The ordering is the subtle part: lwip_init_runtime_internal is itself an exported call, so it can only run after the trampolines are patched. The bootstrap reaches into the app to finish setting up the app.

Memory layout: the BSSHEAP contract

Because the lwIP app’s .bss and .data get initialized at runtime (Stage 2 above), they need a fixed home in RAM that does not collide with the consumer program’s own variables. lwIP-CE reserves an 8 KiB window starting at the toolchain’s default BSSHEAP_LOW (0xD052C6), running up to 0xD072C6. That window holds the app’s runtime .bss + .data (about 6.6 KiB in practice, with the rest as headroom for API growth).

The practical consequence for consumer programs: you must move your own BSSHEAP_LOW up by 8 KiB so your variables start above lwIP-CE’s reserved window. In other words, link with:

BSSHEAP_LOW >= 0xD072C6

If you leave BSSHEAP_LOW at the default, your program’s BSS and lwIP-CE’s will overlap, and things will corrupt in confusing ways. Bumping it 8 KiB higher is the whole fix.

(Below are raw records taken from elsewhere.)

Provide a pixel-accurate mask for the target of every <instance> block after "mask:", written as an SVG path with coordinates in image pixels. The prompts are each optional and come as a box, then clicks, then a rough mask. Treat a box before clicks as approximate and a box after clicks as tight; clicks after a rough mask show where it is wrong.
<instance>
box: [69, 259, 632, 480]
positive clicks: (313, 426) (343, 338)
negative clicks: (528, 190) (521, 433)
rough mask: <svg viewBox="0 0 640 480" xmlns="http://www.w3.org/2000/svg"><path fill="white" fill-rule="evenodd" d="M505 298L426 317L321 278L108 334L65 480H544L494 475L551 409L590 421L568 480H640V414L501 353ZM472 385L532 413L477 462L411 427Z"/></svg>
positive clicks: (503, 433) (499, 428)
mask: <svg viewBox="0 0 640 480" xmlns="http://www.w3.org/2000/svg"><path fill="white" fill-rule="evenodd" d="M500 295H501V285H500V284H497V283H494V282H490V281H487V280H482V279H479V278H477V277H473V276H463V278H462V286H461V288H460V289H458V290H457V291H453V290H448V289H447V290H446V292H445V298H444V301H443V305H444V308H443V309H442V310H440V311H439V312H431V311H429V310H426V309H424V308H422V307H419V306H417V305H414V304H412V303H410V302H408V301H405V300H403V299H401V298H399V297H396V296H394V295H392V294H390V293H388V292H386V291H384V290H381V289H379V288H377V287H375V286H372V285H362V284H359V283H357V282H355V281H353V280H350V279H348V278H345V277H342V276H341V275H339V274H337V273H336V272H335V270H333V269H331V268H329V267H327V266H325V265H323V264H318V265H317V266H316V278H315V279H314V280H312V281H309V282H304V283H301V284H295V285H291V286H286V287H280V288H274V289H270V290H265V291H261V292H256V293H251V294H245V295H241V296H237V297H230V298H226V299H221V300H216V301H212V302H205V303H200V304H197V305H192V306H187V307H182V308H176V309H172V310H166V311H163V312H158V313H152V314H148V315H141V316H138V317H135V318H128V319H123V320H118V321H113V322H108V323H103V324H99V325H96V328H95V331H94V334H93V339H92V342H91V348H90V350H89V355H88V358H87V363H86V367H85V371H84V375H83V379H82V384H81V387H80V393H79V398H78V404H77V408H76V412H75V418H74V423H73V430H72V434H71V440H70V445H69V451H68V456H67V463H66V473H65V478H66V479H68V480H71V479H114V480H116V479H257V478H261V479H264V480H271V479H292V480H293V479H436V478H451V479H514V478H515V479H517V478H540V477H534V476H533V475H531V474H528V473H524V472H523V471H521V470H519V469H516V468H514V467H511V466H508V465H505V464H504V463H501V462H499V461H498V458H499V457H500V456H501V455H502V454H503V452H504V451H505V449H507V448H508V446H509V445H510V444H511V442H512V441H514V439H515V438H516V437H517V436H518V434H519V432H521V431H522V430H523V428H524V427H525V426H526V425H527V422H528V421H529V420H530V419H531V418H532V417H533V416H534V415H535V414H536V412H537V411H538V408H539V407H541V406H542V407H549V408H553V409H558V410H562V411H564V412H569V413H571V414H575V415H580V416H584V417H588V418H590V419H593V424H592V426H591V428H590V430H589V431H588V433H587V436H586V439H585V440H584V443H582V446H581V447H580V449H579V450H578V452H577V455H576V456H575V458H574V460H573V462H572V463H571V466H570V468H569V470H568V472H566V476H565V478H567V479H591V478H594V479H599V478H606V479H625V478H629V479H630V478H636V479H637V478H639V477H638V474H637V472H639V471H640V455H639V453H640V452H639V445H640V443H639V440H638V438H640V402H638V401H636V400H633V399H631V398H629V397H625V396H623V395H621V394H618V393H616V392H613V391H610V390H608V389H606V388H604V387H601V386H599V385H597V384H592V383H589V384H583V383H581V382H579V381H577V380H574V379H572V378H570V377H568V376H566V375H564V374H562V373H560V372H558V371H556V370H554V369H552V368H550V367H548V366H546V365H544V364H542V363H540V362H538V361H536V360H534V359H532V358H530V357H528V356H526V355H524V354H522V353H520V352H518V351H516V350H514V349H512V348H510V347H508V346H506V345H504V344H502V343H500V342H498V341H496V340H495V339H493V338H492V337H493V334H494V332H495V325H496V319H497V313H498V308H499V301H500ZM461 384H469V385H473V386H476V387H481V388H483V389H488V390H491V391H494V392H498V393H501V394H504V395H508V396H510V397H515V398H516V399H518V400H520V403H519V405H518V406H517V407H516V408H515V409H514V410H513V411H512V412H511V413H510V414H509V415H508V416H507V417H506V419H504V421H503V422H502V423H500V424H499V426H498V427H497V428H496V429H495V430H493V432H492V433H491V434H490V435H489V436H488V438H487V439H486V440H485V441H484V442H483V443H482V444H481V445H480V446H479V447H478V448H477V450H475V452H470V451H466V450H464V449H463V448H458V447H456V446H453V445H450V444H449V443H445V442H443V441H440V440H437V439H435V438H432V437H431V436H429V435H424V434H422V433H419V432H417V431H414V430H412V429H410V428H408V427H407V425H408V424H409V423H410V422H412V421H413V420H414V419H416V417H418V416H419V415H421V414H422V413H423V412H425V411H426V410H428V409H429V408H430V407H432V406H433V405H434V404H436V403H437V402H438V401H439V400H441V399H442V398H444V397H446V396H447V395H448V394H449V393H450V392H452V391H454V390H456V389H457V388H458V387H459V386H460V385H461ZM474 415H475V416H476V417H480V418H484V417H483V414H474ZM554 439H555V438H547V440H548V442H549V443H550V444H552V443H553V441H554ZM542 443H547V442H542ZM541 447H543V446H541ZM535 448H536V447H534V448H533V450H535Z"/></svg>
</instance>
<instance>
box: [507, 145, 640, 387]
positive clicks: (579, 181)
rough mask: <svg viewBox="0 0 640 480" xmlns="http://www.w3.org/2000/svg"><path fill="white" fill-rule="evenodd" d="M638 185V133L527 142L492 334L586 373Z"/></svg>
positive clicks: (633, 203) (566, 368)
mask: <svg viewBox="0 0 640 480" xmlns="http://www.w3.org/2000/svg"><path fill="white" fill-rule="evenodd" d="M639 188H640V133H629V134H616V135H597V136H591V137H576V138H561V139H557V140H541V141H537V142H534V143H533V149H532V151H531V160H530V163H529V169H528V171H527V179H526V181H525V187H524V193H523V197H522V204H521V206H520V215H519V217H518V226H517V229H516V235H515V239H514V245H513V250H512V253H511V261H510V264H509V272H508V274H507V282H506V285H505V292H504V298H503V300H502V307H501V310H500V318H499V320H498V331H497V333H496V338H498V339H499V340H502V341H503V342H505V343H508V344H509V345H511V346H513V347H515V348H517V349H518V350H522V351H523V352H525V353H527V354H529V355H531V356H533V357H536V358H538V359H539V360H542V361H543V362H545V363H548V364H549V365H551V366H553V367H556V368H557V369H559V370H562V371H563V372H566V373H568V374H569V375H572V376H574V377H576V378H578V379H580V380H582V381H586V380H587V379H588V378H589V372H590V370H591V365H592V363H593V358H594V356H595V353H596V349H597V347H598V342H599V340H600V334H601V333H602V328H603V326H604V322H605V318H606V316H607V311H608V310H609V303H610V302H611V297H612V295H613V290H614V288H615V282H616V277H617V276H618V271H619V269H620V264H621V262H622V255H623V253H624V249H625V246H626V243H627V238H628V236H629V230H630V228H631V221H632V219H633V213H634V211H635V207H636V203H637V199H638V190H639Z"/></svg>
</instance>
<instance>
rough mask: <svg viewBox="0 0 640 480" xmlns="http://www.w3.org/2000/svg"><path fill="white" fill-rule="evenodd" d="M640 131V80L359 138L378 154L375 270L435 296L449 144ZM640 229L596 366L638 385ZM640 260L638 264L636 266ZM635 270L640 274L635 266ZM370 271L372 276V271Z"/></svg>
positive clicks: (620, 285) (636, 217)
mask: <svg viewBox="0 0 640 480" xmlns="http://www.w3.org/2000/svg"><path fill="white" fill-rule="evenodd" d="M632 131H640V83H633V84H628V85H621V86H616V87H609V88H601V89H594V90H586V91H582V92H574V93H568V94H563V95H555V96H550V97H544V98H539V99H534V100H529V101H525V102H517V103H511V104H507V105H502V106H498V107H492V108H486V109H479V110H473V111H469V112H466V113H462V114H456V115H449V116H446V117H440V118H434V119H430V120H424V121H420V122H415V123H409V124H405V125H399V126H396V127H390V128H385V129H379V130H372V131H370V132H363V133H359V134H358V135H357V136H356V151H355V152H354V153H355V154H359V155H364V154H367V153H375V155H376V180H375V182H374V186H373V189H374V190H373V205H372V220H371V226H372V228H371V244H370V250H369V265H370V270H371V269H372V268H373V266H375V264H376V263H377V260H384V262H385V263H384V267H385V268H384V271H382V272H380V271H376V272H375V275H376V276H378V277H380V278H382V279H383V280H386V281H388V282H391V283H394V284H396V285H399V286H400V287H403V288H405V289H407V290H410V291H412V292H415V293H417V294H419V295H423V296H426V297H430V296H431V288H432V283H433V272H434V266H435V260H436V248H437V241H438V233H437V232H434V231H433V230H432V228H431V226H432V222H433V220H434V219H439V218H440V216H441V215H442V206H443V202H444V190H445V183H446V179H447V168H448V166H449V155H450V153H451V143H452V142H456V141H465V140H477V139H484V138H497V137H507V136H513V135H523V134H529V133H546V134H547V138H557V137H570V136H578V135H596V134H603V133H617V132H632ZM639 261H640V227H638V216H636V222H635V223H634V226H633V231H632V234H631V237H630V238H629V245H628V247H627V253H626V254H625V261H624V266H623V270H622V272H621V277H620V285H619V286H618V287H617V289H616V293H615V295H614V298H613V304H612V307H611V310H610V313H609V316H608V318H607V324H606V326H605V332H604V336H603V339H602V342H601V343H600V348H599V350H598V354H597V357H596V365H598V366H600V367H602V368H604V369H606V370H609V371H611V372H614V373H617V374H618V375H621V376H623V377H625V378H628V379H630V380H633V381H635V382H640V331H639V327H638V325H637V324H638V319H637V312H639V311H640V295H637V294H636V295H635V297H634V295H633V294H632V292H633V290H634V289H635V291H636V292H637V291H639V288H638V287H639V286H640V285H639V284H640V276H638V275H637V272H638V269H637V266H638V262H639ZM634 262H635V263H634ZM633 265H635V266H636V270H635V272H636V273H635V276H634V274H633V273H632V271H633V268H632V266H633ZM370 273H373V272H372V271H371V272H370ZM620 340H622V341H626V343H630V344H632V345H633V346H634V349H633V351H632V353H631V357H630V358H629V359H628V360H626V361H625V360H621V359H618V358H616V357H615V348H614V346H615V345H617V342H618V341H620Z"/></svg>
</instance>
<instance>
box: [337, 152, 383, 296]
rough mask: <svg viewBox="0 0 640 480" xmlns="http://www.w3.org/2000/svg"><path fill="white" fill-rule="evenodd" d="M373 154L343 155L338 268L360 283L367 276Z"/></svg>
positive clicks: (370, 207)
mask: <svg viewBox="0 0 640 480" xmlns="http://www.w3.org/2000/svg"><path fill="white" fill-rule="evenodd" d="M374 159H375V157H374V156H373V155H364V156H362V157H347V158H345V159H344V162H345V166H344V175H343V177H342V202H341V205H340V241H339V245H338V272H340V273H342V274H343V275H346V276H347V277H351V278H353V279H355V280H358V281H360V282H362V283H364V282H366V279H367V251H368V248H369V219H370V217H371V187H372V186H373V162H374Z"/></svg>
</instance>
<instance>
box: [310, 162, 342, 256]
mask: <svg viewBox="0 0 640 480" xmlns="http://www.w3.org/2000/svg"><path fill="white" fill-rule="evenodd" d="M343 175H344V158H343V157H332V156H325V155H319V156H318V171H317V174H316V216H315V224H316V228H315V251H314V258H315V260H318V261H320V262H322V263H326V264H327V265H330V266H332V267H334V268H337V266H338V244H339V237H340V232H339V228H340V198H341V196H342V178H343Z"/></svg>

Pictured (addresses increase upward):

CORRECT: BSSHEAP_LOW raised            WRONG: BSSHEAP_LOW left at default

           +----------------------+
0xD072C6 ->|  consumer BSS / heap |               +----------------------+
           |  (starts here)       |               |  lwIP app window AND |
           +----------------------+    0xD052C6 ->|  consumer BSS BOTH   |
           |  lwIP app            |               |  claim this region   |
           |  .bss + .data (8KiB) |               +----------------------+
0xD052C6 ->|                      |                   overlap => both
           +----------------------+                   regions corrupt

consumer sets BSSHEAP_LOW >= 0xD072C6   consumer left it at 0xD052C6

Why it is done this way

It would be simpler to statically link lwIP into each program – no bootstrap, no trampolines, no memory contract. But “simpler” here means paying ~200 KB of Flash per program that wants networking, on a device that does not have that to spare. The resident-app model trades a one-time init dance for a single shared copy, stable state across callers, and a public interface that does not balloon every consumer’s binary. The handshake above is the price of admission, and it runs once at startup.